Als sie im Lift nach oben fuhren, deutete Ulli auf den Kunststoffbeutel mit der rosa Flüssigkeit, den Verena in ihrer Hand hielt.
„Was ist das?"
„Urin."
Ulli runzelte die Stirn. „Rosa Urin?”
„Die Verfärbung kommt von den inneren Blutungen", brachte Günther seine Kompetenz als Arzt zum Ausdruck.
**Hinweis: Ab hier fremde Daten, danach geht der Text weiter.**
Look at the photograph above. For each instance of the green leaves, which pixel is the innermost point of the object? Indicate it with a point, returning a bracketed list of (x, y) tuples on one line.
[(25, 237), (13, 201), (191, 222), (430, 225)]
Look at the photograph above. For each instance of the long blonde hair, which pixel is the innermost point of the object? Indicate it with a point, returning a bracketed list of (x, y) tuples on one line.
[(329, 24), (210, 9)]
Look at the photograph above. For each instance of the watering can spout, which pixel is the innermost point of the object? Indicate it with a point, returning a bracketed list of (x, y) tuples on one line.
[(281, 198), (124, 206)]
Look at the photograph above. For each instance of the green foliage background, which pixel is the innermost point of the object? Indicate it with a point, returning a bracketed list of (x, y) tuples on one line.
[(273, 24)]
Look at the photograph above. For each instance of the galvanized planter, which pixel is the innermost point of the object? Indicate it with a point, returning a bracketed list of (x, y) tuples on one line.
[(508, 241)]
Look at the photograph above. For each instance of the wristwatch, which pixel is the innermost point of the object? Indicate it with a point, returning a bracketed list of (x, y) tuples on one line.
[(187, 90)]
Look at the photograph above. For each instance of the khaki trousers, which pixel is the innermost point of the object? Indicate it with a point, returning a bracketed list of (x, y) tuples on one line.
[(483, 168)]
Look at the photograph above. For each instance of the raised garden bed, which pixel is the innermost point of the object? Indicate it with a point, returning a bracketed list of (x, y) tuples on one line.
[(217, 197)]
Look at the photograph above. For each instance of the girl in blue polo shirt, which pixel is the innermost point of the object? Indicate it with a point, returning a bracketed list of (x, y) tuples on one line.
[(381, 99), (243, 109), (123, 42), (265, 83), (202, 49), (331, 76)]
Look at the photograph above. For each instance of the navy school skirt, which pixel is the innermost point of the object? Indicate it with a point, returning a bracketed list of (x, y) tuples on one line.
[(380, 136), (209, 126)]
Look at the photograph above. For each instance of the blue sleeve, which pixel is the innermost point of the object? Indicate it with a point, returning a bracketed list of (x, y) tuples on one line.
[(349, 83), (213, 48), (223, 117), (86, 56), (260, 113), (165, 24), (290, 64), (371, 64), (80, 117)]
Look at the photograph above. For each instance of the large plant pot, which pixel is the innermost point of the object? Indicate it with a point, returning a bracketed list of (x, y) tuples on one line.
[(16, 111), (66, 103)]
Seine Stimme klang so sachlich als ginge es um irgendeinen anonymen Patienten.
„Wozu braucht man den Urin, wenn man Blut hat?", fragte Ulli.
„Ganz einfach“, sagte Günther, „viele Substanzen werden nach ihrer Aufnahme im Körper schnell wieder abgebaut. Dann sind sie aus dem Blut verschwunden und nur noch an Hand ihrer Abbauprodukte im Urin nachweisbar."
Sie waren oben angekommen. Die Fahrstuhltür öffnete sich und Günther stieg aus. Verena blieb im Lift und hielt demonstrativ die Proben in die Höhe. „Ich kümmere mich direkt um die Analyse“, sagte sie. Dann sah sie Peter und Ulli an. „Möchte einer von euch dabei sein?“
„Ich“, sagte Ulli schnell.
Kurz darauf saßen Günther und Peter an einem großen Panoramafenster und blickten über München. Peter mit einem Kaffee, Günther mit einem Cognac. Irgendwo unter ihnen waren Verena und Ulli mit Roberts Proben beschäftigt.